A couple of things to declare from the start. firstly, I am not a Leeds fan and secondly I was probably too young and removed from holding a view about whether or not Brian Clough was a genius.
But in the spirit of making declarations it is worth pointing out that after having read the Red Riding quartet by David Peace I was in the mood for another book so came to this with familiarity of the style and the voice.
That voice is one of paranoid violence and in this case comes from the lips and thoughts of Clough as he rambles through 44 days in charge of a club that he hates surrounded by players and staff who despise him. Peace weaves in the back story of how Clough got to the position of being manager at Leeds with the success at Derby and the pivotal relationship with Peter Taylor, who importantly opted to pass on Leeds, but it is the Leeds story that is captivating.
A man with a drink problem, a fragile God complex and a hatred for the methods of others enters a club that has already enjoyed success and simply starts to tear it apart. Clough's aim was to make them better and play more attractive football but the way he went about it was bound to fail. he failed to turn up at training sessions, goaded the players and when they expected his backing as a manager he gave them none.
But Peace is careful to give his Clough depth and although he is a severely flawed character the reasons for his yearning for success and wealth are laid bare with his playing career cut short by injury and his hard upbringing in the North East. You never quite fall for the man but you understand, particularly with even the scantiest knowledge of what happened afterwards at Nottingham Forest, that Clough had something.

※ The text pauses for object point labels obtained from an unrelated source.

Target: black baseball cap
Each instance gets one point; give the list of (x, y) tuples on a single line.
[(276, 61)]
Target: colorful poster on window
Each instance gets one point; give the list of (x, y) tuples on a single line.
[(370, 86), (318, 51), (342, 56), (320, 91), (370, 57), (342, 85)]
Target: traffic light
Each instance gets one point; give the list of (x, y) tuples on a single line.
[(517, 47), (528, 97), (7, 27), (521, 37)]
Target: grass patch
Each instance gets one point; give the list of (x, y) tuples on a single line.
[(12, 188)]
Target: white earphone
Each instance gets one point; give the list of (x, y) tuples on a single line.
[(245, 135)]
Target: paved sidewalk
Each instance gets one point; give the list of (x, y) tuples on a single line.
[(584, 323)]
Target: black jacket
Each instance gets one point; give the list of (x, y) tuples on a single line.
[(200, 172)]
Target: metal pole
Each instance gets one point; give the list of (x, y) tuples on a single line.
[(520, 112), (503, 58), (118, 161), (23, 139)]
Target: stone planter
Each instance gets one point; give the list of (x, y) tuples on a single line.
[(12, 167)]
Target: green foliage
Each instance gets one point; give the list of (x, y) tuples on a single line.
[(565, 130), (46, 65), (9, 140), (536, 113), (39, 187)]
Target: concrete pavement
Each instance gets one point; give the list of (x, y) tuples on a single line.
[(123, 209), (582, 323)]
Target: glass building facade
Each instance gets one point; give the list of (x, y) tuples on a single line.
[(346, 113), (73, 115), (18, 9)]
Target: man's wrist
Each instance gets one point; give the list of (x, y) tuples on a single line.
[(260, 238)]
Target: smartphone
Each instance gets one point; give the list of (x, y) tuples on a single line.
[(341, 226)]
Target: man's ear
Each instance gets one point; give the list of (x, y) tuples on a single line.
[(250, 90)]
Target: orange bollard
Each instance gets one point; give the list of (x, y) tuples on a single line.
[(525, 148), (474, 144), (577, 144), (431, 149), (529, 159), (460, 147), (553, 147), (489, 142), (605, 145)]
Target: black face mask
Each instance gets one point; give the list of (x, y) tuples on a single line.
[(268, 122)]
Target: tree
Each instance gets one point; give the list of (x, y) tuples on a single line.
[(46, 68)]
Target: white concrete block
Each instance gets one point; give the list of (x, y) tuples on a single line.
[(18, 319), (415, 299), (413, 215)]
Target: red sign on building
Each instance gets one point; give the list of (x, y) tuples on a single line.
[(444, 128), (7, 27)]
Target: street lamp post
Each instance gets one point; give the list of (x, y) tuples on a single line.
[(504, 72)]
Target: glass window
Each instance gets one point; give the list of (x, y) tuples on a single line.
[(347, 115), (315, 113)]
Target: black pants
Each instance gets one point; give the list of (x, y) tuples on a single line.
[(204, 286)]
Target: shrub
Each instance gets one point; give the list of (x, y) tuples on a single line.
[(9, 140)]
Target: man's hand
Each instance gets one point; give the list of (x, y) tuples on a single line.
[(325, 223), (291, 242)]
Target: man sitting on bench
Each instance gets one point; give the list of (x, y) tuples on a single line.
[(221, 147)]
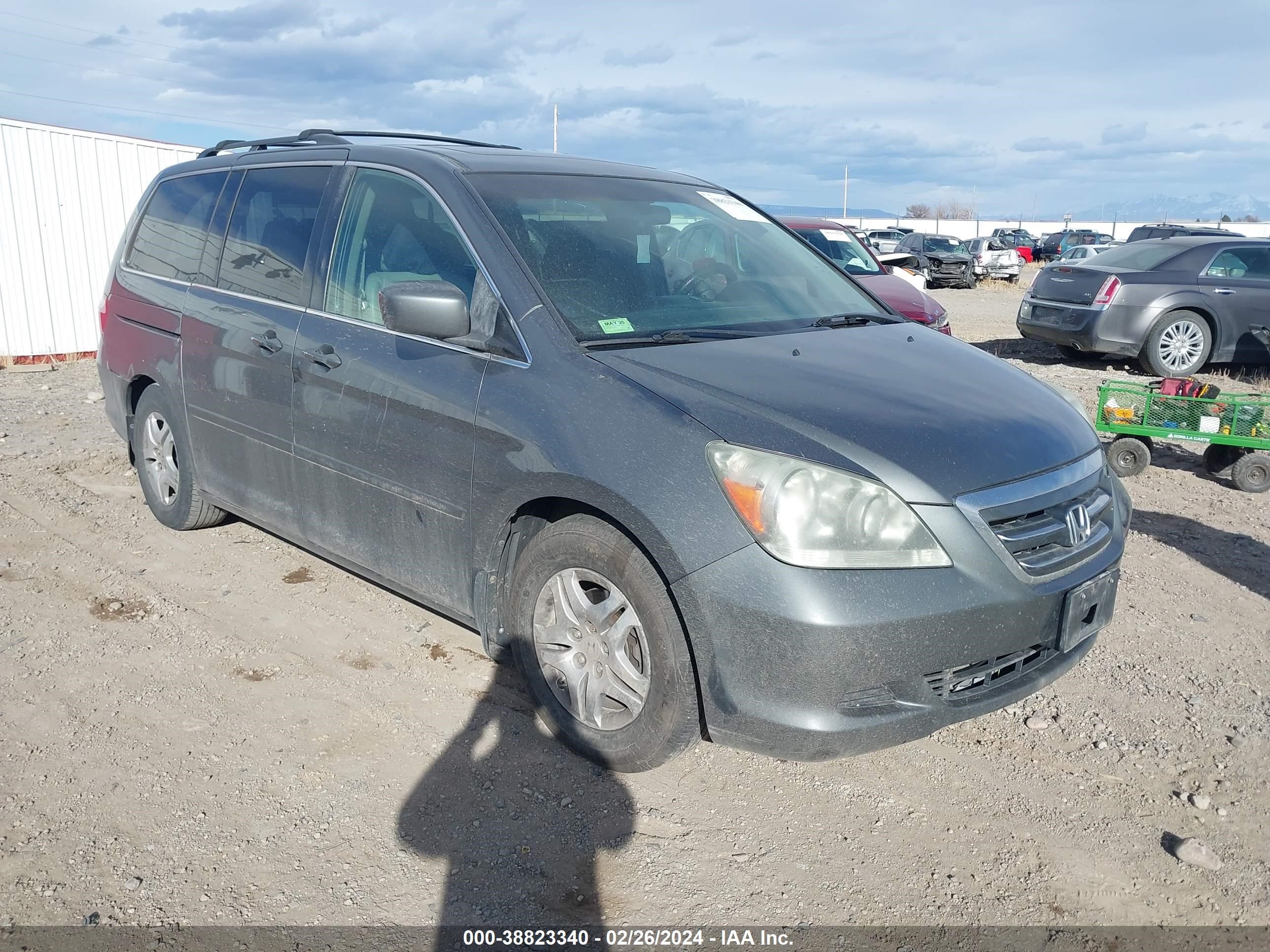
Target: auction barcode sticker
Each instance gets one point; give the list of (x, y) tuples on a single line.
[(735, 207)]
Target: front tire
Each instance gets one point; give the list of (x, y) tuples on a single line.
[(601, 646), (1178, 345), (1128, 456), (164, 466)]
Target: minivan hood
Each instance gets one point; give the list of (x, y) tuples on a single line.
[(929, 415)]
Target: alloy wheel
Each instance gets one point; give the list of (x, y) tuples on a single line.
[(592, 650), (1181, 345), (159, 459)]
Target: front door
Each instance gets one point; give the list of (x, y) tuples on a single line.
[(385, 422), (238, 337), (1237, 283)]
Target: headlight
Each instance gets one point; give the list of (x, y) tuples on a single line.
[(822, 518)]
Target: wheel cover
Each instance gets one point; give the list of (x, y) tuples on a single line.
[(159, 459), (1181, 345), (591, 646)]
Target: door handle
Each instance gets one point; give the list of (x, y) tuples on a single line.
[(268, 342), (325, 356)]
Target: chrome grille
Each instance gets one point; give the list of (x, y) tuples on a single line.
[(1048, 525), (1041, 543)]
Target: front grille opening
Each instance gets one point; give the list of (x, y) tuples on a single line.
[(1041, 541), (971, 680)]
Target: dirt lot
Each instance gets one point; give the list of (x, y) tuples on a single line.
[(216, 728)]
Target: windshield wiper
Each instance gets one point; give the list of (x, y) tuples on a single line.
[(851, 320), (675, 337)]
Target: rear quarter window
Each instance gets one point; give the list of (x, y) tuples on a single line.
[(1138, 257), (169, 238)]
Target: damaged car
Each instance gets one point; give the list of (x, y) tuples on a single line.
[(944, 261)]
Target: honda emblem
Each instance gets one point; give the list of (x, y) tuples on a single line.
[(1079, 526)]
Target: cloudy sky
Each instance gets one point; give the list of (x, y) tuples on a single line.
[(1055, 106)]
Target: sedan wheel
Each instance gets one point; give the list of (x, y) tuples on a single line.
[(590, 643), (1178, 345)]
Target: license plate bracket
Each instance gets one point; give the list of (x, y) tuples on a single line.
[(1088, 610)]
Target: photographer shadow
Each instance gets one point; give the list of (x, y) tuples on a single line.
[(519, 818)]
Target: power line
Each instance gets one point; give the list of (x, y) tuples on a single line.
[(91, 46), (205, 120), (96, 32), (83, 67)]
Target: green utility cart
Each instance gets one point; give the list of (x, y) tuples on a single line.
[(1235, 426)]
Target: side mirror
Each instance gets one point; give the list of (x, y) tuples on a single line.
[(427, 309)]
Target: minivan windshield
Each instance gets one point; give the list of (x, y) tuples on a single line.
[(638, 258)]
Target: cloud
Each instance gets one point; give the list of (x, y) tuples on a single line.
[(1044, 144), (356, 27), (1114, 135), (648, 56), (253, 22)]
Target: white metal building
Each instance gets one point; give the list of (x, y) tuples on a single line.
[(65, 196)]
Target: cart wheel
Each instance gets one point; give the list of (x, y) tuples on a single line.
[(1128, 456), (1251, 473), (1220, 457)]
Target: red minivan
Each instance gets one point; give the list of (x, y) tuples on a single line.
[(861, 263)]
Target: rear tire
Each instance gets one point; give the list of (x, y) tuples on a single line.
[(1128, 456), (600, 713), (1251, 473), (1178, 345), (1220, 457), (166, 466)]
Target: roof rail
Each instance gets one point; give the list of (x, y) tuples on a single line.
[(331, 137), (427, 137), (322, 137)]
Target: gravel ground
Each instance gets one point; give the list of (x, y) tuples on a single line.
[(217, 728)]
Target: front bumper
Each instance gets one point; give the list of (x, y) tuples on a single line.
[(813, 664), (1105, 331)]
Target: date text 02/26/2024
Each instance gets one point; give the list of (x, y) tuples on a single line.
[(621, 938)]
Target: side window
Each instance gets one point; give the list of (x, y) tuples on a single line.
[(270, 230), (169, 239), (1241, 263), (391, 232)]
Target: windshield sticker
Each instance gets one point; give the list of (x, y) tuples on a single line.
[(615, 325), (735, 207)]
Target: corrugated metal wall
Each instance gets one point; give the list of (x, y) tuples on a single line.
[(65, 196)]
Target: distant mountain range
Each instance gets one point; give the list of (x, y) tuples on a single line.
[(818, 212), (1209, 207)]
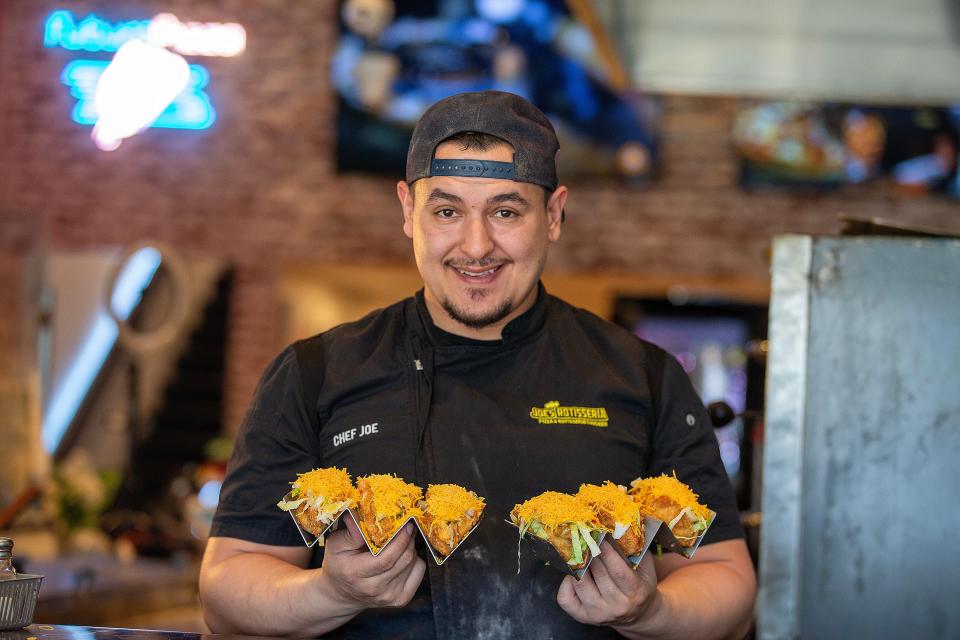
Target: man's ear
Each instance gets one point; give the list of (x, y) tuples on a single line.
[(555, 206), (405, 194)]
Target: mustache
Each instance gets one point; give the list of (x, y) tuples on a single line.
[(467, 263)]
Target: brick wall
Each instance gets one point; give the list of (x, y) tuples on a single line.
[(260, 187)]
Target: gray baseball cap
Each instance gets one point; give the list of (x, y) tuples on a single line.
[(497, 113)]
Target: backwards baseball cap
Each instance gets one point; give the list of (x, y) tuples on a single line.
[(497, 113)]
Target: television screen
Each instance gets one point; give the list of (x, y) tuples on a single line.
[(396, 58), (827, 145), (718, 345)]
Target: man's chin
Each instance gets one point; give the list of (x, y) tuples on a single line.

The fact that you put the book down with that opinion indicates that this is more than the one-sided hatchet job that some people have made out. Maybe Clough wasn't as aggressive but that's what Peace's Yorkshire is like. Maybe it was always going to be too dangerous taking on such a well known character and well documented events and using them as the ingredients for fiction. But for the neutral, the non fan of anything to do with the book, this is a gritty tale exposing the fragility of luck in sport and the naivety of those involved in the game.
A tough read but far from a defeat. Perhaps to put it in the context of a Clough Leeds result it was one of his better efforts, a draw.